Plas Madoc Communities First boss admits fraud charges
- Published
The head of a regeneration project on a deprived housing estate has changed her plea to guilty in a dramatic twist on the fourth day of her fraud trial.
Miriam Beard, 55, of Henllan, Denbighshire, admitted having "milked" Plas Madoc Communities First Project in Wrexham of more than £51,000 in funds.
She admitted nine of 12 charges and will be sentenced next month.
The trial of her husband James, 46, on fraud and theft charges was dropped but the charges are to remain on file.
Mrs Beard changed her plea in the trial, which had focused on her role as the coordinator of the estate's Communities First project, a registered charity set up to improve the local community.
The Plas Madoc estate in Acrefair, Wrexham is one of the top three most impoverished estates in Wales, the court heard.
Mrs Beard had been appointed its co-ordinator in 2003 after working as a welfare rights money adviser for Wrexham council's social services department.
But the prosecution claimed she hid her previous convictions for dishonesty and other matters in the 1970s, serving a prison sentence in 1979 for conspiracy to defraud.
The jury was told she that she concealed her past by claiming to be 10 years younger, saying that she had left university and gone straight to work after obtaining A levels and GCSEs.
The court heard Beard was answerable to no-one at the scheme apart from a board of trustees who apparently had very little hands-on knowledge of what was taking place.
The court heard she found a way to pay her son Daryl Kelly £18,300 on the pretext that he owned a holiday caravan on the coast and was renting it to the project for the use of residents.
When checks were made, she changed her story and said she was hiring him - at £18,300 for two years - to maintain and keep an eye on it.

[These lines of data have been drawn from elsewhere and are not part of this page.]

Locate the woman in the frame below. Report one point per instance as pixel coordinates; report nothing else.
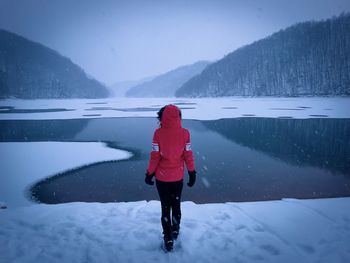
(171, 149)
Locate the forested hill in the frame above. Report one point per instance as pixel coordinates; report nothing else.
(30, 70)
(307, 59)
(165, 85)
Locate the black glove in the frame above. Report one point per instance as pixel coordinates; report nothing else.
(192, 180)
(148, 178)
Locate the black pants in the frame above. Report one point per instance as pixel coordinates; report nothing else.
(170, 199)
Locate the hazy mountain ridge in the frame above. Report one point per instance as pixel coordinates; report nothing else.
(307, 59)
(165, 85)
(119, 89)
(29, 70)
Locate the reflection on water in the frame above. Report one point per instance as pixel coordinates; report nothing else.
(241, 159)
(323, 143)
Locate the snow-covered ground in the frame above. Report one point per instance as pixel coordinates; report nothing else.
(200, 109)
(275, 231)
(22, 164)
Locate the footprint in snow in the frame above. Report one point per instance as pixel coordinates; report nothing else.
(270, 249)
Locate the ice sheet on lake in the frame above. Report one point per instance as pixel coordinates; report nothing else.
(201, 109)
(24, 163)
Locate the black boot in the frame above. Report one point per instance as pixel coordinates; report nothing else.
(168, 242)
(176, 231)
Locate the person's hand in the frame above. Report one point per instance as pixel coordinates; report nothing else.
(192, 180)
(148, 178)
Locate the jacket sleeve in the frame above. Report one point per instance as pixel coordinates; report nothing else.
(155, 154)
(188, 154)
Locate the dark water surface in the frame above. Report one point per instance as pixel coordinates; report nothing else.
(242, 159)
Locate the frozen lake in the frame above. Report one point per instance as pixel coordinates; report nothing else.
(237, 159)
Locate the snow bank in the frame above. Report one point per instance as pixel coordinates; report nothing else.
(200, 109)
(24, 163)
(274, 231)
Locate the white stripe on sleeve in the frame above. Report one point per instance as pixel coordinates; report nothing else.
(155, 147)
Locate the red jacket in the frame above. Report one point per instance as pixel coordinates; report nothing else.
(171, 148)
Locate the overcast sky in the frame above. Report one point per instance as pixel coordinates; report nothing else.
(129, 40)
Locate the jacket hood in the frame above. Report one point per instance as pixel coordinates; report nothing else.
(171, 117)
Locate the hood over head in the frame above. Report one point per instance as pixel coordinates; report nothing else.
(171, 117)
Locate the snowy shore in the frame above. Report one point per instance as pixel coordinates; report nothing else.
(274, 231)
(286, 231)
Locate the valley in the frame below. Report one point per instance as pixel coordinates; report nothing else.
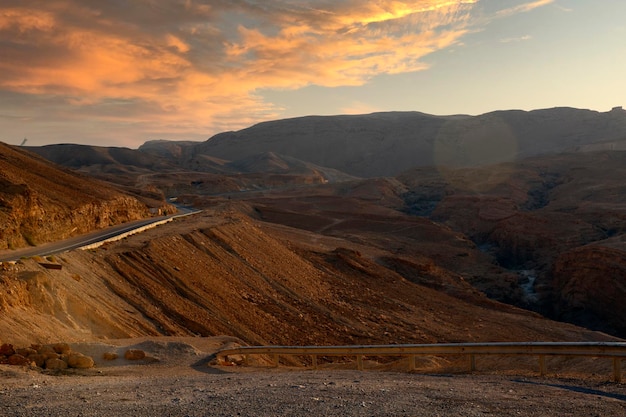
(289, 251)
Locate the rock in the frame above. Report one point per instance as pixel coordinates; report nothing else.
(62, 348)
(134, 354)
(7, 349)
(38, 359)
(589, 287)
(18, 360)
(80, 361)
(48, 353)
(26, 352)
(55, 364)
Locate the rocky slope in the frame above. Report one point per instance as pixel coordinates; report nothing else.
(222, 272)
(385, 144)
(41, 202)
(547, 219)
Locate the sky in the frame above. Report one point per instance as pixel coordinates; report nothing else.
(122, 72)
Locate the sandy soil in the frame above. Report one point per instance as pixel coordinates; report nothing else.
(175, 380)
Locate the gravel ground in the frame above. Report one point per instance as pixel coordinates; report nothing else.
(160, 390)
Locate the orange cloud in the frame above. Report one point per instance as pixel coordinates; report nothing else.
(185, 66)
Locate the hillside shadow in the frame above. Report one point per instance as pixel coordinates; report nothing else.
(203, 366)
(580, 390)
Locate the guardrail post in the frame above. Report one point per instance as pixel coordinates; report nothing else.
(472, 362)
(617, 369)
(542, 365)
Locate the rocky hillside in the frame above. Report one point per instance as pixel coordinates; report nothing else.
(41, 202)
(225, 273)
(558, 222)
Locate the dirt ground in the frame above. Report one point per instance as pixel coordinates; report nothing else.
(176, 380)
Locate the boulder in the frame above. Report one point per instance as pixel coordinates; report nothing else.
(134, 354)
(80, 361)
(38, 359)
(26, 352)
(62, 348)
(6, 349)
(18, 360)
(55, 364)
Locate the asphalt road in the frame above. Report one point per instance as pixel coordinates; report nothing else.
(83, 240)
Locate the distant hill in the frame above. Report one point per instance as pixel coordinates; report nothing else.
(385, 144)
(41, 202)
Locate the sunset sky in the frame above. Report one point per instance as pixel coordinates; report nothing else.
(121, 72)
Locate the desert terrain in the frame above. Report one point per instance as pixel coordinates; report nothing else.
(364, 247)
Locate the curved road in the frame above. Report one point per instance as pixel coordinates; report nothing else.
(87, 239)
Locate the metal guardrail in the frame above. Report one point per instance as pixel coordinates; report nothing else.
(613, 350)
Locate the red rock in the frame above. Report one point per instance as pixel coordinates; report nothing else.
(80, 361)
(134, 354)
(18, 360)
(55, 364)
(7, 349)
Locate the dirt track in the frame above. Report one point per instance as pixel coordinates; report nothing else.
(178, 382)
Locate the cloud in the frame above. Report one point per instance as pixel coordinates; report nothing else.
(518, 39)
(524, 7)
(191, 67)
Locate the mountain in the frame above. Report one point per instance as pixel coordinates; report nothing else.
(41, 202)
(557, 221)
(385, 144)
(224, 272)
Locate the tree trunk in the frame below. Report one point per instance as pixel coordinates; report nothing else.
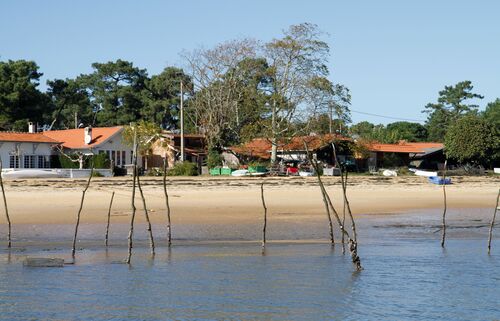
(265, 215)
(493, 223)
(323, 192)
(132, 218)
(146, 214)
(73, 249)
(443, 236)
(109, 218)
(9, 240)
(169, 226)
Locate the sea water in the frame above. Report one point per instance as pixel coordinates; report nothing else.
(406, 276)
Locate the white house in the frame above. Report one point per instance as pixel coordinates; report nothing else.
(97, 140)
(26, 150)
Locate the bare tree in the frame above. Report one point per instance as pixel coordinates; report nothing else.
(218, 86)
(78, 215)
(493, 222)
(9, 244)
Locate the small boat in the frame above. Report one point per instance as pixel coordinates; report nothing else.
(31, 173)
(425, 173)
(439, 180)
(388, 172)
(240, 172)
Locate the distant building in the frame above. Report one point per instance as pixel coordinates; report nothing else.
(97, 140)
(27, 150)
(169, 146)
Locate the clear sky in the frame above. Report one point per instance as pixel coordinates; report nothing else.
(394, 56)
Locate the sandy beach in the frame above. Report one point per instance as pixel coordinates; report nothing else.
(227, 200)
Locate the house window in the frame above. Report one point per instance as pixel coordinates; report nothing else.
(43, 161)
(14, 161)
(29, 161)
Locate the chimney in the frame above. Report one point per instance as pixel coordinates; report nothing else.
(31, 128)
(87, 135)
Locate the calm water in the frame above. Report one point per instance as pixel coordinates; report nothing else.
(407, 276)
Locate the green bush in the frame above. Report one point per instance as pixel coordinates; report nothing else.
(183, 169)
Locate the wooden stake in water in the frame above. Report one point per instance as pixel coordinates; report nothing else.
(132, 219)
(73, 249)
(493, 223)
(323, 192)
(443, 235)
(9, 244)
(169, 226)
(150, 231)
(265, 214)
(109, 217)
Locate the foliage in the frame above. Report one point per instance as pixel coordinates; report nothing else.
(214, 158)
(452, 103)
(183, 169)
(147, 133)
(472, 139)
(20, 100)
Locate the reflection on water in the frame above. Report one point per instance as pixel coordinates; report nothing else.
(405, 278)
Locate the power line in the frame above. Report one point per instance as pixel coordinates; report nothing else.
(388, 117)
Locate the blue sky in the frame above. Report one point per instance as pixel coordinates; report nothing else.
(394, 56)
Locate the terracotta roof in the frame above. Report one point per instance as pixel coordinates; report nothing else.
(405, 147)
(26, 137)
(73, 138)
(261, 147)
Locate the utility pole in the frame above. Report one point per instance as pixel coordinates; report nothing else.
(182, 123)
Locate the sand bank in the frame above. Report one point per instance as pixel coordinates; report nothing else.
(227, 200)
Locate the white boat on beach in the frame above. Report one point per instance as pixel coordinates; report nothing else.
(31, 173)
(425, 173)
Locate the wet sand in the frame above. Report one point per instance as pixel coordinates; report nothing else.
(226, 200)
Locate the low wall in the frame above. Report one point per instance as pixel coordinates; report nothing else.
(16, 173)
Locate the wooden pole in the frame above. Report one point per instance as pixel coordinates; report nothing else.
(73, 249)
(323, 192)
(346, 200)
(169, 223)
(443, 236)
(9, 244)
(493, 223)
(146, 214)
(265, 215)
(109, 218)
(132, 219)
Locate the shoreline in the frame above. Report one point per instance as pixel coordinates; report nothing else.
(228, 200)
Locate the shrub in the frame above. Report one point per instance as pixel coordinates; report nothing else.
(183, 169)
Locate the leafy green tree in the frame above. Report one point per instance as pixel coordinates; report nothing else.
(492, 113)
(20, 99)
(72, 105)
(162, 97)
(453, 102)
(116, 88)
(472, 139)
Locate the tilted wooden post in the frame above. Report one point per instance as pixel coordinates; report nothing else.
(132, 219)
(78, 215)
(169, 223)
(265, 214)
(443, 236)
(493, 223)
(323, 192)
(9, 244)
(146, 214)
(346, 200)
(109, 217)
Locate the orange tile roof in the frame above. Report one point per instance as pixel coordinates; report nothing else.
(261, 147)
(73, 138)
(26, 137)
(405, 147)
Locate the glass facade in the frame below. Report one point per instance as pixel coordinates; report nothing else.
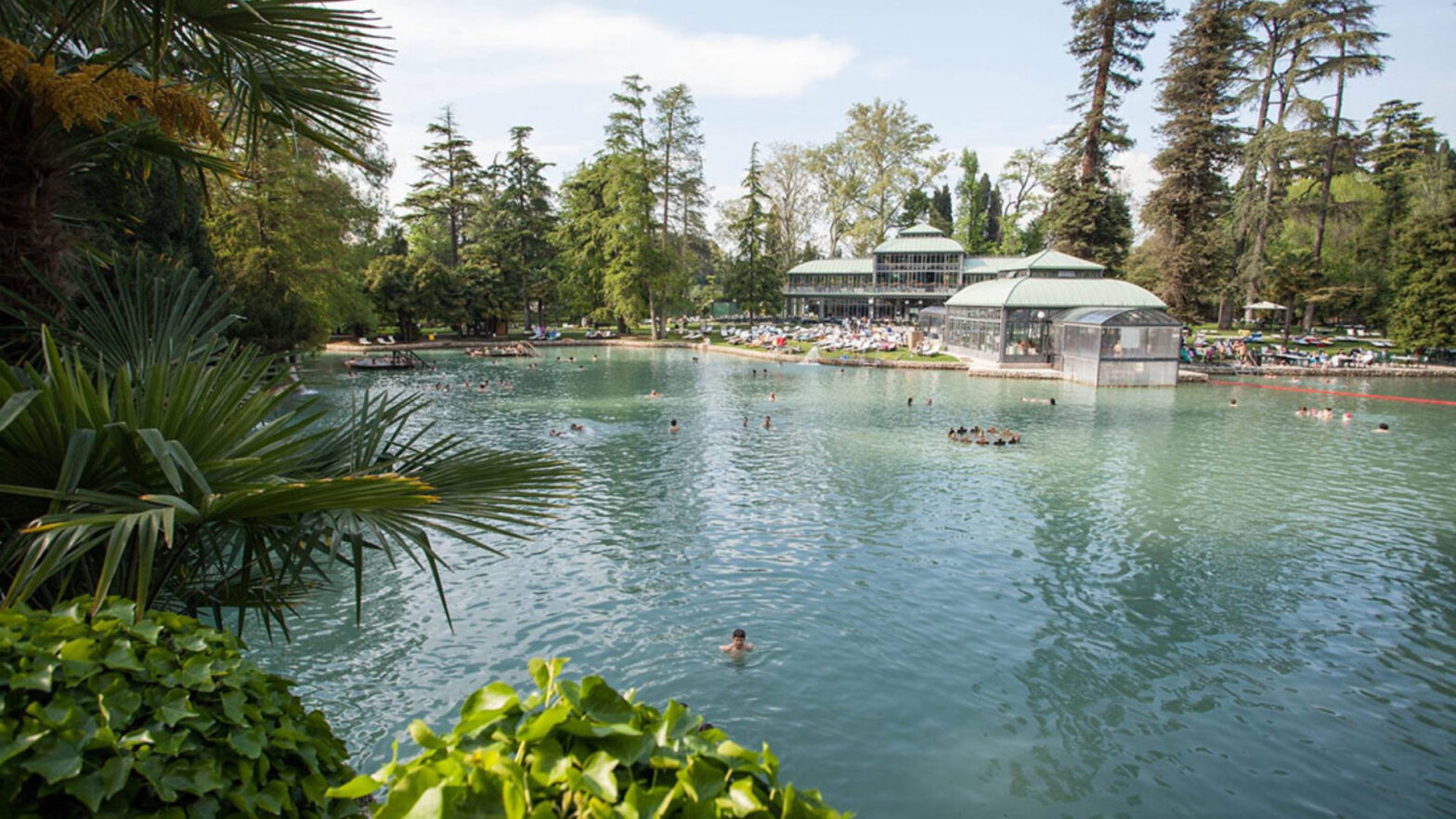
(1135, 347)
(1027, 337)
(976, 330)
(828, 283)
(917, 271)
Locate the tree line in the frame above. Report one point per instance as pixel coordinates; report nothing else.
(1271, 188)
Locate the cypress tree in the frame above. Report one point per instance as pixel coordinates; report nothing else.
(1202, 140)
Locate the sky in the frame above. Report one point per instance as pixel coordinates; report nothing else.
(991, 76)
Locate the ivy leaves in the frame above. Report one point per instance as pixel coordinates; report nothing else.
(123, 716)
(578, 749)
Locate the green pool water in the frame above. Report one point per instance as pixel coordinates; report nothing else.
(1155, 605)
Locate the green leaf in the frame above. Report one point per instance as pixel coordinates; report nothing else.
(596, 775)
(513, 796)
(91, 790)
(540, 724)
(488, 701)
(148, 630)
(121, 656)
(630, 749)
(233, 703)
(197, 672)
(414, 796)
(114, 775)
(273, 798)
(56, 761)
(175, 707)
(35, 680)
(354, 788)
(20, 744)
(674, 726)
(424, 736)
(648, 803)
(249, 742)
(702, 778)
(743, 799)
(549, 764)
(603, 703)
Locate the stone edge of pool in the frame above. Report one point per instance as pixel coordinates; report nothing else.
(1186, 375)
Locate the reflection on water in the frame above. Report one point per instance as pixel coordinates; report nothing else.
(1153, 605)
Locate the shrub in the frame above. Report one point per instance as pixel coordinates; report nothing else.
(115, 716)
(581, 749)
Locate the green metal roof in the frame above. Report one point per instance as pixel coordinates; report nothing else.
(1056, 260)
(836, 266)
(922, 230)
(1055, 293)
(991, 264)
(919, 245)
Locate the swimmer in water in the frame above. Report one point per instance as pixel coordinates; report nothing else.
(738, 644)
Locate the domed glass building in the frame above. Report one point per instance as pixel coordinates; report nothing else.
(1043, 311)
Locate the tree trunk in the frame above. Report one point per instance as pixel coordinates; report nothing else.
(1095, 110)
(1325, 178)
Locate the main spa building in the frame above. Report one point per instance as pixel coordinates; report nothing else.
(1045, 311)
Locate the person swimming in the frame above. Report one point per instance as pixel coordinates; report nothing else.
(737, 644)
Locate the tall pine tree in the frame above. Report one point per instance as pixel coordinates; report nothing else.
(1196, 98)
(443, 202)
(518, 225)
(633, 255)
(1089, 216)
(1345, 48)
(755, 280)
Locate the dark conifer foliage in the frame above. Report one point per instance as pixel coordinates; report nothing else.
(1089, 217)
(1196, 98)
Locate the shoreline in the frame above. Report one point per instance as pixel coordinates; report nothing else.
(1187, 373)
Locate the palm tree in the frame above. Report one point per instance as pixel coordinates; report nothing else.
(145, 455)
(117, 86)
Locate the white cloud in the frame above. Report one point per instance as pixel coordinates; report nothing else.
(482, 48)
(887, 69)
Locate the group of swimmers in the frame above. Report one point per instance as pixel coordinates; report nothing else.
(1327, 414)
(1004, 436)
(482, 386)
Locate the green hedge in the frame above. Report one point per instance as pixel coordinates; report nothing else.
(115, 716)
(579, 749)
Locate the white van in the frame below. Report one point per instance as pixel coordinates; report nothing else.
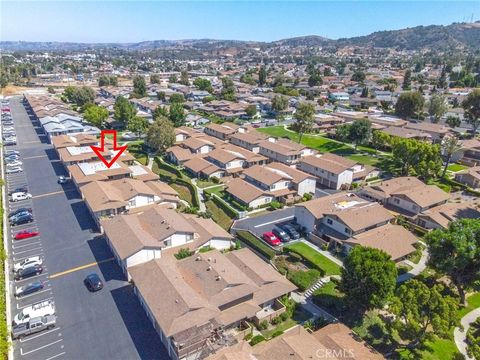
(43, 308)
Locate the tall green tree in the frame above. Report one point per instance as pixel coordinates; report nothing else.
(437, 107)
(160, 135)
(450, 146)
(471, 105)
(369, 277)
(421, 311)
(455, 252)
(139, 87)
(407, 80)
(95, 115)
(262, 76)
(177, 114)
(360, 132)
(409, 104)
(304, 118)
(123, 110)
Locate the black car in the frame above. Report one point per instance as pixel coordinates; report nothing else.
(290, 230)
(22, 219)
(281, 234)
(20, 210)
(93, 282)
(28, 272)
(29, 288)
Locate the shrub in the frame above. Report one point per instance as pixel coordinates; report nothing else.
(256, 244)
(183, 253)
(257, 339)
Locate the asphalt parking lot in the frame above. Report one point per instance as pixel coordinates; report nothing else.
(109, 324)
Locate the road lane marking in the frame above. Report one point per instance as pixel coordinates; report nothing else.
(275, 221)
(37, 336)
(78, 268)
(40, 348)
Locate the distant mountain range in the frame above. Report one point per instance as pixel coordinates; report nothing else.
(439, 37)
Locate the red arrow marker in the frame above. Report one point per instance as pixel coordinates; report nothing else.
(99, 149)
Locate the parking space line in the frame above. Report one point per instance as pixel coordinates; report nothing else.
(78, 268)
(55, 356)
(40, 348)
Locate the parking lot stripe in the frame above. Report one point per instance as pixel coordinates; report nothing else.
(80, 268)
(40, 348)
(37, 336)
(55, 356)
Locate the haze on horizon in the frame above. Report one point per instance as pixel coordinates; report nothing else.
(129, 21)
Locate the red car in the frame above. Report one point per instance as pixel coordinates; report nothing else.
(270, 238)
(25, 234)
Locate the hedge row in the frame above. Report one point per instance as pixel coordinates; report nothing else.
(231, 212)
(256, 244)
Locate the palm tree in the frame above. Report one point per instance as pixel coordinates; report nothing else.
(450, 145)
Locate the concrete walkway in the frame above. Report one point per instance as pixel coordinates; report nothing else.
(460, 335)
(323, 252)
(416, 268)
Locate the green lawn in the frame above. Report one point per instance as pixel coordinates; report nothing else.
(218, 215)
(313, 256)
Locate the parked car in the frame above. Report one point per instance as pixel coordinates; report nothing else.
(28, 289)
(28, 272)
(26, 234)
(290, 230)
(13, 170)
(62, 179)
(271, 239)
(30, 261)
(21, 196)
(43, 308)
(33, 326)
(281, 234)
(20, 220)
(93, 282)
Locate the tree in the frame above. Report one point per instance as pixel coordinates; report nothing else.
(123, 110)
(358, 76)
(95, 115)
(455, 252)
(450, 145)
(421, 311)
(228, 89)
(407, 80)
(177, 114)
(369, 277)
(453, 121)
(409, 104)
(203, 84)
(304, 117)
(184, 78)
(437, 107)
(360, 132)
(160, 135)
(279, 103)
(154, 79)
(262, 76)
(137, 125)
(139, 87)
(471, 105)
(251, 110)
(177, 98)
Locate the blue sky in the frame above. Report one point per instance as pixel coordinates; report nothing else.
(132, 21)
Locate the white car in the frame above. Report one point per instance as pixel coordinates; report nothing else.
(14, 163)
(21, 196)
(31, 261)
(14, 170)
(43, 308)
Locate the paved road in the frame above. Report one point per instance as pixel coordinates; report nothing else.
(109, 324)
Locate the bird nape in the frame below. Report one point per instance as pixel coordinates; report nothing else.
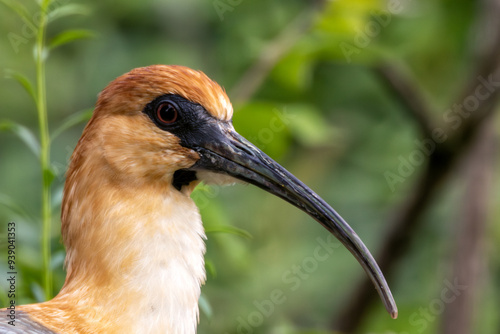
(133, 235)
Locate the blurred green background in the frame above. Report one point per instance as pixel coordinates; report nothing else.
(303, 79)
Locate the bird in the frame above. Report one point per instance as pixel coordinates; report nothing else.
(134, 237)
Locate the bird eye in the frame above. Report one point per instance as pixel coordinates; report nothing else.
(166, 113)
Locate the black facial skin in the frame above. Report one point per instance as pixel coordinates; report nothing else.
(223, 150)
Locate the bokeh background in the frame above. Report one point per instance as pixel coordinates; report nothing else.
(385, 108)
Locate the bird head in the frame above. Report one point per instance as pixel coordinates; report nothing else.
(171, 126)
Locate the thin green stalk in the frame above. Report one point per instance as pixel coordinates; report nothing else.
(44, 148)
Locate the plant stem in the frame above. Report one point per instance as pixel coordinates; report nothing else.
(44, 148)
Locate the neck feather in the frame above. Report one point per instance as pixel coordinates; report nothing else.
(134, 255)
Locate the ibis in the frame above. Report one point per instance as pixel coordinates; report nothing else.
(134, 237)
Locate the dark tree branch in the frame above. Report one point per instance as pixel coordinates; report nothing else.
(441, 162)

The caravan was at all times owned by the charity.
The charity also paid £3,000 for a vehicle for Mr Kelly and the evidence showed that he bought another vehicle for £2,000 and sold it to the charity for £8,000.
Wept
She also arranged for him to use her fuel card and he ran up a £4,000 bill over a 15-month period, it was alleged.
It was alleged that she arranged for two cheques, totalling more than £25,000, to be paid into her father's account for running or providing services for children.
The court was told that no such services were provided.
The money was then withdrawn and paid into her account and there was no suggestion that her father knew what was going on.
Beard falsely claimed that it was a device, approved by the board of trustees, to prevent unpaid money being returned to the Welsh assembly.
It had been returned and used for other projects, she originally claimed, but by her guilty pleas accepts that was not the case.
She also admitted fraud over the alleged purchase of a Ifor Williams trailer for a coracle project funded by the National Heritage fund.
'Custody'
James Beard denied eight charges, six charges of fraud and two of theft.
He was allowed to remain in the dock comforting his wife who wept as she entered her pleas. The remaining charges against her are to lie on file.
Judge Rhys Rowlands discharged the jury after they returned the appropriate guilty verdicts.
The case will be listed for a proceeds of crime order on Friday.
Daryl Kelly, 35, of Greater Manchester, admitted six charges against him at an earlier pre-trial review in Cardiff. His case will also be listed on Friday. He will also be sentenced next month.
Judge Rowlands granted Mrs Beard bail but warned her that her case was one which clearly passed the custody threshold.